Abstract

Abstract Residual stresses have been characterized in four Wire Arc Additive Manufacturing specimens with neutron diffraction technique. First, two methods are investigated for obtaining the reference diffracted angle θ0 that is required for the computation of microstrains and, thus, the stresses; θ0 was obtained with two approaches. The first one required a strain-free specimen in order to get directly the reference diffracted angles θ0 in the three principal directions. The second one is based on the plane stress assumption to get θ0 indirectly by imposing that the normal stress was equal to zero. Both methods led to similar residual stress profiles for the one-layer specimen which validated this approach for all specimens without a strain-free specimen available. The second part of this work focused on the modification of the residual stresses in the specimen following the addition of a new deposit.

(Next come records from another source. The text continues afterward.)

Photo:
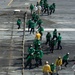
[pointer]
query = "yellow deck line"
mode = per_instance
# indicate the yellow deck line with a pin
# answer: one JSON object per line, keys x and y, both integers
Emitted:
{"x": 10, "y": 2}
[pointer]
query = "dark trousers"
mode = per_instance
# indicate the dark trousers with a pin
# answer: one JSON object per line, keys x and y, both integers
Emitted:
{"x": 59, "y": 45}
{"x": 54, "y": 36}
{"x": 65, "y": 62}
{"x": 32, "y": 30}
{"x": 52, "y": 48}
{"x": 41, "y": 35}
{"x": 38, "y": 62}
{"x": 48, "y": 42}
{"x": 28, "y": 63}
{"x": 18, "y": 26}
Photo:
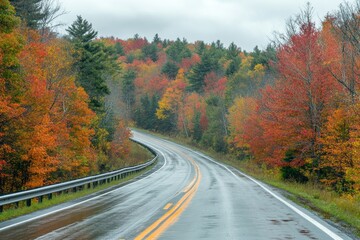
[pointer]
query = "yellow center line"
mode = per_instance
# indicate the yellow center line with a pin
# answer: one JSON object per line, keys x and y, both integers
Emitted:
{"x": 165, "y": 221}
{"x": 167, "y": 206}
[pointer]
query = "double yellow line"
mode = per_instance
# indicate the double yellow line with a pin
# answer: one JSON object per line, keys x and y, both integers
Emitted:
{"x": 165, "y": 221}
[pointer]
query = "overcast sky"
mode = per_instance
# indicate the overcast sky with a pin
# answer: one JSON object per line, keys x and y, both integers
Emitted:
{"x": 247, "y": 23}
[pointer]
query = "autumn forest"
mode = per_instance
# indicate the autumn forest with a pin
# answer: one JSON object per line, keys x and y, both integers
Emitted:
{"x": 67, "y": 102}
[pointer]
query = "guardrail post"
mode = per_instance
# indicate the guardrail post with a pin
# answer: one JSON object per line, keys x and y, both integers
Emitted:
{"x": 28, "y": 202}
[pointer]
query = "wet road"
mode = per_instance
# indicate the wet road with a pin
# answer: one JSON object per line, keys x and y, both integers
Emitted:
{"x": 186, "y": 196}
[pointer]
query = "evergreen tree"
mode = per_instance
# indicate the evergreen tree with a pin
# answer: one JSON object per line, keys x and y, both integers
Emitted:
{"x": 128, "y": 90}
{"x": 156, "y": 39}
{"x": 94, "y": 63}
{"x": 81, "y": 31}
{"x": 150, "y": 51}
{"x": 119, "y": 49}
{"x": 178, "y": 51}
{"x": 170, "y": 69}
{"x": 29, "y": 11}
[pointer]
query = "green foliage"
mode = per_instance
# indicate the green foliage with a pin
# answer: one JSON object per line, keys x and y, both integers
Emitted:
{"x": 8, "y": 21}
{"x": 119, "y": 49}
{"x": 150, "y": 51}
{"x": 30, "y": 11}
{"x": 265, "y": 57}
{"x": 128, "y": 89}
{"x": 197, "y": 133}
{"x": 214, "y": 135}
{"x": 198, "y": 72}
{"x": 156, "y": 39}
{"x": 95, "y": 63}
{"x": 178, "y": 51}
{"x": 292, "y": 173}
{"x": 81, "y": 31}
{"x": 170, "y": 69}
{"x": 145, "y": 114}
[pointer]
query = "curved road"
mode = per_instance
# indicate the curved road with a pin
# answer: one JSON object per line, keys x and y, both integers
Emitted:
{"x": 186, "y": 196}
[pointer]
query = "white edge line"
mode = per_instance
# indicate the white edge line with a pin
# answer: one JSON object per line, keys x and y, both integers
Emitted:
{"x": 87, "y": 200}
{"x": 298, "y": 211}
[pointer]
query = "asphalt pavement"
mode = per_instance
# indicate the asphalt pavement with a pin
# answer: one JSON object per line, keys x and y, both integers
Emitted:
{"x": 185, "y": 196}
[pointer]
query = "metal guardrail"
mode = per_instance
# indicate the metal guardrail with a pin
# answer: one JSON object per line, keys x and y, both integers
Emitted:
{"x": 74, "y": 185}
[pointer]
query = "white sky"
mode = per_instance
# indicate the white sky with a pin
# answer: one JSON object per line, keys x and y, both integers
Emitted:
{"x": 247, "y": 23}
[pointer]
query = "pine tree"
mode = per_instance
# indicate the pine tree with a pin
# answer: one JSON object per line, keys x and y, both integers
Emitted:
{"x": 30, "y": 11}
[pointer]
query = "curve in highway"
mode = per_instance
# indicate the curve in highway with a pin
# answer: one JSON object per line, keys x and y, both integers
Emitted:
{"x": 186, "y": 196}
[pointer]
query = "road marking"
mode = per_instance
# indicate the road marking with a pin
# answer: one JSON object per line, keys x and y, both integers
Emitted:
{"x": 167, "y": 206}
{"x": 292, "y": 207}
{"x": 166, "y": 220}
{"x": 88, "y": 200}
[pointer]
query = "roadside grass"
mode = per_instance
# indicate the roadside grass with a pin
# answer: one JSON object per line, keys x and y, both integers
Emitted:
{"x": 137, "y": 156}
{"x": 342, "y": 209}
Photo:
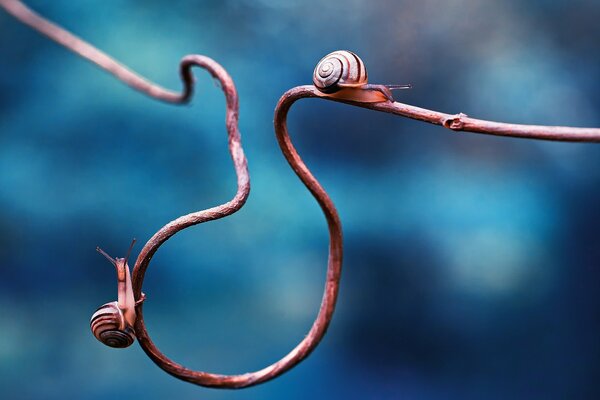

The neutron diffraction measurements showed that the longitudinal stress was tensile in the heat-affected and fusion zones with a maximum value located at the parent material–layers interface where the thermal loadings were applied. A decrease of this maximum value from 257 MPa to 199 MPa appeared after deposition of a new layer which is due to some stress relaxation effect. Inside the parent material, a large zone presents compressive longitudinal stress up to −170 MPa. The bottom part of the parent material is under tensile stress likely due to its upward bending following the thermal contraction of the deposited layers during cooling to ambient temperature.